Secure REST services in ASP .NET: input validation and exception handling.
One of the basic principles of a good REST API is input validation and clear communication of validation errors to the service consuming the API. In ASP, we have dedicated attributes and the ProblemDetails class compliant with the RFC 7807 standard.
RFC 7807 standard
In the API, we almost always return errors that we can signal via HTTP codes, but often such information is only a basic indicator of the error, not allowing us to determine the exact cause. Therefore, in March 2016, a standard was defined to unify the return of errors by API interfaces.
The definition in accordance with RFC 7807, for example, should look like this:
{
"type": "https://tools.ietf.org/html/rfc7231#section-6.5.1",
"title": "One or more validation errors occurred.",
"status": 400,
"traceId": "00-52f8eaa452b5b1ab506c5abb29e7e6e7-5aa2a02d9a445576-00",
"errors": {
"Title": [
"The Title field is required.",
"The field Title must be a string with a minimum length of 5 and a maximum length of 15."
]
}
} Where the most interesting section for us is the Errors board. Property Title according to the specification, it should be a short message that is readable by humans. The standard also provides for the possibility of locating the error title.
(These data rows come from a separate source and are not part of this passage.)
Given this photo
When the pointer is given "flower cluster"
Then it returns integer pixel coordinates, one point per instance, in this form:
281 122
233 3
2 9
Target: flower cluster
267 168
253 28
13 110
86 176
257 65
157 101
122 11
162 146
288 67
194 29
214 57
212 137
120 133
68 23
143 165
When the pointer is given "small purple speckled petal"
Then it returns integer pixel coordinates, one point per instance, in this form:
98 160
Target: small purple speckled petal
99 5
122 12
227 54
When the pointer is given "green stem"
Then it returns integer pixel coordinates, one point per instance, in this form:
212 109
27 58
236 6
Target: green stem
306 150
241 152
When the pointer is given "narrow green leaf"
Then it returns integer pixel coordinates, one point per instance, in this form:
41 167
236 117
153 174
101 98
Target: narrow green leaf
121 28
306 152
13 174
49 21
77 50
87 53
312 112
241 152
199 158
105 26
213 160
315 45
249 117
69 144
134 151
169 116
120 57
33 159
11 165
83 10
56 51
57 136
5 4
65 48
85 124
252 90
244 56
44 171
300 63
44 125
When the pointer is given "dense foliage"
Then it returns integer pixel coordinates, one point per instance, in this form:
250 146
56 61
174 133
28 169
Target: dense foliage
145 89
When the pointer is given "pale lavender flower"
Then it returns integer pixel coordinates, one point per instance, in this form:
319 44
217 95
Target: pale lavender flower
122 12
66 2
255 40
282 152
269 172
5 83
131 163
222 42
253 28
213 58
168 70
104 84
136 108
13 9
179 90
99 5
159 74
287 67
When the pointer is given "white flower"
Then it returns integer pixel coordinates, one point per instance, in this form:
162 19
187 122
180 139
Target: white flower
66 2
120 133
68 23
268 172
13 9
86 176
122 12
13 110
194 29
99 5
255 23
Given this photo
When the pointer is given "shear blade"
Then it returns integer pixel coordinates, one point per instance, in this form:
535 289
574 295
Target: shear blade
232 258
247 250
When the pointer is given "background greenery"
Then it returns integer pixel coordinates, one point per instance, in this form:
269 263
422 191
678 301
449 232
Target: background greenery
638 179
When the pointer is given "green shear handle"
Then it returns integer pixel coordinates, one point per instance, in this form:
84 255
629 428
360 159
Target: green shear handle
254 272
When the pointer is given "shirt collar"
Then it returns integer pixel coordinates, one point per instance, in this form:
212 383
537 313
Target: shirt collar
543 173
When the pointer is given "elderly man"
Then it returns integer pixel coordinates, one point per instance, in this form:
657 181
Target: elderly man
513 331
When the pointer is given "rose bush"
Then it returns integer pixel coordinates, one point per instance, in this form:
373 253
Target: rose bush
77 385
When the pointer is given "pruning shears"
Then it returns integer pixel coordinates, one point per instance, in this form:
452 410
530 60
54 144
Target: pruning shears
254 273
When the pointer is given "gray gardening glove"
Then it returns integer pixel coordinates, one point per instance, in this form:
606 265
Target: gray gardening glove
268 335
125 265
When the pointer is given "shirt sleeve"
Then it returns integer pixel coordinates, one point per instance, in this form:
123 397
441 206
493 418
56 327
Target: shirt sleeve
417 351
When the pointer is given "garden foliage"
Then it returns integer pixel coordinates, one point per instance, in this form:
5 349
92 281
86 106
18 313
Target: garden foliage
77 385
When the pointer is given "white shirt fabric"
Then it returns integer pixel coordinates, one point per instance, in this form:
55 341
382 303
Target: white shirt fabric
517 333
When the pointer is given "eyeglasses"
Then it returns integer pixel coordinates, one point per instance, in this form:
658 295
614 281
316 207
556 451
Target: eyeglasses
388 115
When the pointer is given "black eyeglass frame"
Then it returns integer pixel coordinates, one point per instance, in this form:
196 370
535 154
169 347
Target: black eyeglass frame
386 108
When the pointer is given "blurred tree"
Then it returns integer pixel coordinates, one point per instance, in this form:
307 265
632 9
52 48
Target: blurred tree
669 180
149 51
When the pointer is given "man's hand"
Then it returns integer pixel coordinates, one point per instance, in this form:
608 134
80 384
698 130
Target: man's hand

Of course, simply returning the appropriate JSON does not solve the problem, we still have to remember to return the appropriate HTTP response code, in the above example 400 - BadRequest, we also represent it through the property Status
Validation with Attributes in ASP
Redmond developers starting with .NET Core 2.1 default for an API project to return a class that implements the above standard when using Validation Attributes. Therefore, for most cases, it is enough to use dedicated validation attributes in the model class that we accept in the Body of the API method.
For example
Model class
public class TodoItem
{
[Required]
[StringLength(15, MinimumLength = 5)]
public string Title { get; set; }
[Required]
public DateTime ValidTo { get; set; }
[MinLength(5)]
public string SubTitle { get; set; }
[EmailAddress]
public string NotifyEmail { get; set; }
} Controller
//...
public class TodoController : ControllerBase
{
//...
[HttpPost]
public void Post([FromBody] TodoItem value)
{ }
//...
} After calling the above method with invalid input, we will get an error:
Request
{
"title": "Test",
"validTo": "2022-06-07T18:45:49.742Z",
"subTitle": "string",
"notifyEmail": "userexample"
} Response
{
"type": "https://tools.ietf.org/html/rfc7231#section-6.5.1",
"title": "One or more validation errors occurred.",
"status": 400,
"traceId": "00-a70409b3919da21ece51e7c524db7684-80db0ffd6d864f8e-00",
"errors": {
"NotifyEmail": [
"The NotifyEmail field is not a valid e-mail address."
]
}
} Built-in attributes
Sample attributes available in the namespace System.ComponentModel.DataAnnotations:
[Required]– Required field[EmailAddress]– Email type field[StringLength]– Character length limitation[RegularExpression]– Regular expression
Own validation attribute
The built-in attributes do not always cover our cases, then the ability to implement your own attributes comes in handy. For validation attributes we need to implement an abstract class ValidationAttribute
Example
[AttributeUsage(AttributeTargets.Property | AttributeTargets.Field | AttributeTargets.Parameter, AllowMultiple = false)]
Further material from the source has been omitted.